Nací y crecí en una época y en un pueblo en el que el tiempo que se tardaba en salvar la distancia hasta el hospital más cercano era más mortal que el propio mal que aquejaba al enfermo que tenía que ser trasladado. De aquellas primeras décadas de mi vida, cuando el sistema sanitario distaba mucho de lo que después fue en cuanto a proliferación de instalaciones y a facilidad geográfica de acceso a ellas, recuerdo a mujeres que daban a luz en coches particulares camino del hospital cuando aún faltaba un mundo para llegar el paritorio. Y a madres y padres de amigos que posiblemente hoy seguirían aquí si la atención tras el infarto o el ictus que acababan de sufrir hubiera sido más rápida.

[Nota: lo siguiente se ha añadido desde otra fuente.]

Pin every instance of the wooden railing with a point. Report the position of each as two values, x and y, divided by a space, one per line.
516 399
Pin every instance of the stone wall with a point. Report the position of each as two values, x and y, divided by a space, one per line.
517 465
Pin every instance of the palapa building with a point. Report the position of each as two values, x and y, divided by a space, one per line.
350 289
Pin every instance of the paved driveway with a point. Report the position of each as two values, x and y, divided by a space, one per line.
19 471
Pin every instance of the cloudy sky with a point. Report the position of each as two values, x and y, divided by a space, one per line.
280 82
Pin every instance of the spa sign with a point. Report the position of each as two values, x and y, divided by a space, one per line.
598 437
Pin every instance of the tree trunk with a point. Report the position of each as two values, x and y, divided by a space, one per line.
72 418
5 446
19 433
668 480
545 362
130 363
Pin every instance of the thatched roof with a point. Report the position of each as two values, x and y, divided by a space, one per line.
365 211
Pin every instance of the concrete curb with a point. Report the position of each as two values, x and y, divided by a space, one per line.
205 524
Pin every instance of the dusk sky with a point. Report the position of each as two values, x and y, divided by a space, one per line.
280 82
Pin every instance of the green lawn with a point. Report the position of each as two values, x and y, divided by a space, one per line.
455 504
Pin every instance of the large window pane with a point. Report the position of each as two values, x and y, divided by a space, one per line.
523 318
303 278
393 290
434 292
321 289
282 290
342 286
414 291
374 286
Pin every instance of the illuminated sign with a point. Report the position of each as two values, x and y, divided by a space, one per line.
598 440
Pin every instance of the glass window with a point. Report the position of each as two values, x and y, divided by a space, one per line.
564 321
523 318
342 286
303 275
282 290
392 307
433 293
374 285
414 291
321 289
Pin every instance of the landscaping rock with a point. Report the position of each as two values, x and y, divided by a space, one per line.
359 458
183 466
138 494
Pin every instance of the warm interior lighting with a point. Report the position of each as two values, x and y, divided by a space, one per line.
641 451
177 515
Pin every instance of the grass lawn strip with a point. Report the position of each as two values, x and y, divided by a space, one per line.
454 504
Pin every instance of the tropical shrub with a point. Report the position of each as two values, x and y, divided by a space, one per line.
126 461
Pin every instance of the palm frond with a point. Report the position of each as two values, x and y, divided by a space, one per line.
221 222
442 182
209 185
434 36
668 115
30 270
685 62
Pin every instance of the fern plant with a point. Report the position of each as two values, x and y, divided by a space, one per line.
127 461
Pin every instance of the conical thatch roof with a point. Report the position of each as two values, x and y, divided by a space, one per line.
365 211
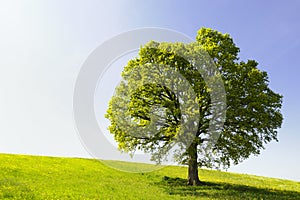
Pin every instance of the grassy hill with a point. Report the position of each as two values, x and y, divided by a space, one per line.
34 177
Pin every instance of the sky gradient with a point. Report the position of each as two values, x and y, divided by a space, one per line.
44 43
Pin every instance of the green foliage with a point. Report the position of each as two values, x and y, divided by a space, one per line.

Eran apenas unos setenta kilómetros, aunque jalonados por varias travesías tortuosas, los que separaban la vida de la muerte. Y siempre que el desplazamiento acababa en deceso, lo que ocurría en muchas más ocasiones de las que podrían considerarse estadísticamente aceptables, se escuchaba el mismo lamento de los minutos que habían faltado para evitar unos fallecimientos aparentemente evitables.

Unos minutos vitales (o letales, según se mire) que, cuando hace tiempo que autovías y autopistas acabaron con las trampas de las carreteras convencionales, el Ministerio de Fomento ha decidido sumar a estos desplazamientos urgentes obligando a los vehículos sanitarios a hacer cola en los peajes como todo hijo de vecino para acreditar la emergencia del traslado. Un trámite que hasta esta ocurrencia del ministro Ábalos se solventaba sin demora mediante el sistema del telepeaje (el conocido como Via T) y que ahora, como sucedía en mi pueblo, puede marcar la diferencia entre seguir vivo o morir. Sólo que allí eso pasó hace muchos años.